Session: RIP: Corrosion and Sustainability in Infrastructure (Part II of IV)
Advances in ASTM G170 Rotating Cage: Geometry Effects on Fluid Dynamics and Wall Shear Uniformity (RIP2026-00088)
Wednesday, March 18, 2026
4:35 PM - 5:00 PM Central
Location: 371 C
Earn .5 PDH
RHUAN SOUZA, Luan Carrera Santos, Mário Luis Ferreira da Silva, Bernardo Augusto Farah Santos, Maria Eduarda Dias Serenario, Gustavo Leitão Vaz, Jefferson Oliveira, Honória de Fátima Gorgulho, Jose Antonio Da Cunha Ponciano Gomes , Guillermo Vilalta-Alonso, Alysson Helton Santos Bueno
Universidade Federal de São João del-Rei, Universidade Federal de Sao Joao del-Rei, Universidade Federal de São João del-Rei, Universidade Federal de São João del-Rei, PETROBRAS, Governo Federal do Brasil, Universidade Federal de São João del-Rei, Labcorr – Universidade Federal do Rio de Janeiro, Universidade Federal de São João del-Rei, Universidade Federal de São João del-Rei
Evaluating the performance of materials and corrosion inhibitors in CO₂/H₂S environments is essential for ensuring the integrity and reliability of pipelines in the oil and gas industry.
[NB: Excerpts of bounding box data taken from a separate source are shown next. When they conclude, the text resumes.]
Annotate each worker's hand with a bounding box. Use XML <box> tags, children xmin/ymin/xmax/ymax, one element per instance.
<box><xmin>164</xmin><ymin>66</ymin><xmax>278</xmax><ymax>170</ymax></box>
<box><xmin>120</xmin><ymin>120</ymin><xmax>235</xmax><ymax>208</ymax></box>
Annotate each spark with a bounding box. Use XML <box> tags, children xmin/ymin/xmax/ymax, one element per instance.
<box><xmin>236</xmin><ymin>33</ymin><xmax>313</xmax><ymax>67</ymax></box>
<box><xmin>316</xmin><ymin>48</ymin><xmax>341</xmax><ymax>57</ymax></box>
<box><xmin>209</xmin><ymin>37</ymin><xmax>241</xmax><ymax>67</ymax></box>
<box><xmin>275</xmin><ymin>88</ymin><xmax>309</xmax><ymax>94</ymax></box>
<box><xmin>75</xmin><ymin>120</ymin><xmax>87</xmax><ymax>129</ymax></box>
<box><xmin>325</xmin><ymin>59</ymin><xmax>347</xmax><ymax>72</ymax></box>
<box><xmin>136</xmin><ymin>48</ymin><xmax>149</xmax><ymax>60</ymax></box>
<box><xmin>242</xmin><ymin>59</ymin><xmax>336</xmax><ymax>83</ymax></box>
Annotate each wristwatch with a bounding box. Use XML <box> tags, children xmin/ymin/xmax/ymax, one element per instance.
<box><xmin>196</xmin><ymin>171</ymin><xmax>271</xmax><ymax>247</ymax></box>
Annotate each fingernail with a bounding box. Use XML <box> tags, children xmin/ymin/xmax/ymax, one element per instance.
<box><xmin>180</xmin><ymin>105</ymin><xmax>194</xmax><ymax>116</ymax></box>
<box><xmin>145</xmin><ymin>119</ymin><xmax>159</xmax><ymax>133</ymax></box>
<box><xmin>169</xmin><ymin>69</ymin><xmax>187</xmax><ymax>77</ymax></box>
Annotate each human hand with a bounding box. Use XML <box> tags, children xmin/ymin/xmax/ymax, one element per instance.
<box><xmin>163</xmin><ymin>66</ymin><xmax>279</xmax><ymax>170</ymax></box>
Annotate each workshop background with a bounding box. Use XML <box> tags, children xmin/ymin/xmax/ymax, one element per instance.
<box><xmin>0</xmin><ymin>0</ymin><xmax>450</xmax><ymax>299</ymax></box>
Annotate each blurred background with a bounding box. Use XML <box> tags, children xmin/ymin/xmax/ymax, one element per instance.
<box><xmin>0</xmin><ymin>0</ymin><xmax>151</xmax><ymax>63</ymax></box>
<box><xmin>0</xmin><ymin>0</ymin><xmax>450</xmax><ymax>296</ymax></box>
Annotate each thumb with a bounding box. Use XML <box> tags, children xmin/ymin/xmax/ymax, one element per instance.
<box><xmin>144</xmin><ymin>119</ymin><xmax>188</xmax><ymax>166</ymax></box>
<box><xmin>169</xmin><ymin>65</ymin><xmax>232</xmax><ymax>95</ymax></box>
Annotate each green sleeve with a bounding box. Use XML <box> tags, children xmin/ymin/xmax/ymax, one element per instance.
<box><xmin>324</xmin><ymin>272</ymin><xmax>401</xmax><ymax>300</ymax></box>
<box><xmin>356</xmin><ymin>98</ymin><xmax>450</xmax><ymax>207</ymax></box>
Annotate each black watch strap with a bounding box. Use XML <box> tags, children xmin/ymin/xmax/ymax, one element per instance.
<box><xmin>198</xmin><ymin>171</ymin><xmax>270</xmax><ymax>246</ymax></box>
Among the laboratory techniques used to reproduce flow-accelerated corrosion (FAC), the Rotating Cage (RC) apparatus, described in ASTM G170, G184, and G202, is one of the most widely adopted. However, the standard rotating cage (SRC) exhibits well-documented limitations: strong nonuniformity in the distribution of wall shear stress (τw), differences between inner and outer sample faces, and pronounced edge effects. These issues generate excessive conservatism in corrosion rate values and reduce the representativeness of laboratory tests. This work proposes two geometric modifications to the standard RC in order to improve the uniformity of hydrodynamic on the samples. An open cage model without the top and bottom disks (MRC-1), aimed at reducing asymmetries caused by restricted internal flow; and a model containing eight holes inclined at 45° (MRC-2), designed to increase fluid penetration and homogenize turbulence inside the cage. Both designs were evaluated through computational fluid dynamics (CFD) simulations using a multiphase Eulerian–Eulerian approach and a realizable k–ε turbulence model. Subsequently, the three RC configurations (SRC, MRC-1, and MRC-2) were experimentally tested in a 2-L autoclave at 120°C and 5 bar using API X65 steel in a CO₂/H₂S environment generated from sodium thiosulfate. CFD results showed that the SRC exhibits strong asymmetry in τw and turbulent kinetic energy (TKE) distributions, particularly on inner surfaces, due to the single disk hole. The MRC-1 improved τwuniformity but significantly increased turbulence and shear stress magnitudes. In contrast, the MRC-2 achieved the best performance: the eight inclined holes created a more balanced flow pattern, reduced velocity and TKE gradients between sample positions, and yielded the highest τw uniformity index among all models. The MRC-2 exhibited physicochemical behavior similar to the SRC but with much lower variability among samples, more homogeneous corrosion product formation, and reduced edge effects, one of the main sources of conservatism in RC testing. Overall, the MRC-2 demonstrated the most effective improvement to the RC technique, offers more representative corrosion rate measurements, and increases the reliability of laboratory simulations of internal pipeline corrosion.